Outreachy 2017 MayAugust

From QEMU

Introduction

QEMU is participating in Outreachy 2017 May-August. This page contains our ideas list and information for applicants and mentors.

How to apply

  1. Read the Outreachy website first
  2. Choose a project idea from the list below. You should have the necessary technical skills for the idea you have chosen.
  3. Contact the mentor for your project idea to introduce yourself and discuss how you want to tackle the project.
  4. Choose a small task from the BiteSizedTasks page and submit a patch contribution. See Contribute/SubmitAPatch for guidelines on patch submission.

Find Us

  • IRC: #qemu-outreachy on irc.oftc.net

For general questions about QEMU in Outreachy, please contact the following people:

Project Ideas

This is the listing of suggested project ideas.

QEMU audio backend

Summary: Rework QEMU audio backend

The audio backend facilitates audio playback and capture using host audio APIs (CoreAudio, PulseAudio, DirectSound, etc). It is used by emulated soundcards and may need to convert between the audio format supported by the emulated soundcard and the format supported by the physical soundcard.
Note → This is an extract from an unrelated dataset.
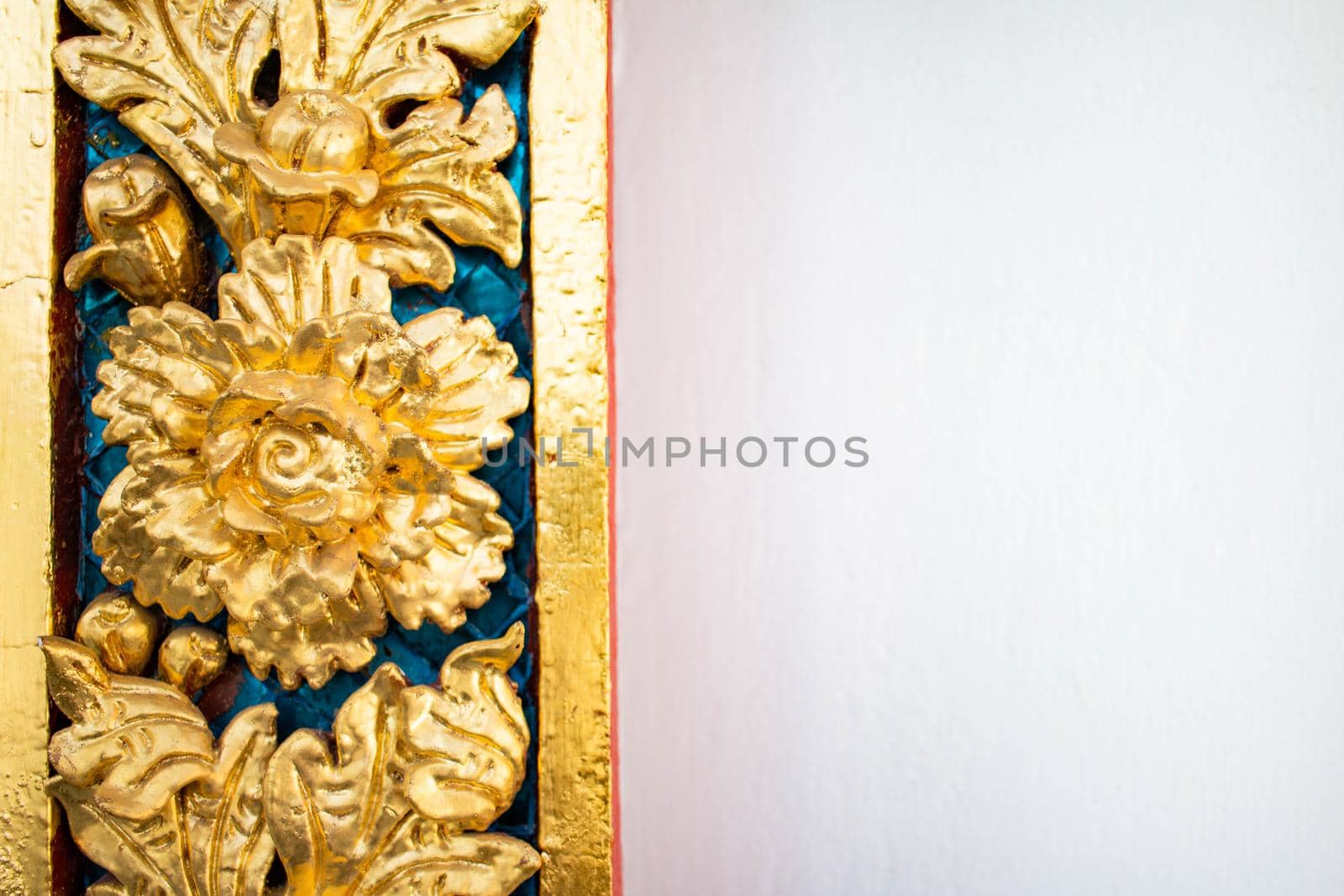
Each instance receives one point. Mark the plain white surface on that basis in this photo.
(1077, 270)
This area of the codebase has been stable for a long time but is now due some significant improvements.

The goal of this summer project is to improve the audio/ backend. The preliminary task is to rebase and merge (some or all) of the GSOC "audio 5.1 patches 00/51" series which modernizes the audio backend codebase.

Then, add a generic GStreamer audio backend. GStreamer is an open source multimedia framework that is cross-platform and already supports a lot of the functionality that is implemented in QEMU's audio backend.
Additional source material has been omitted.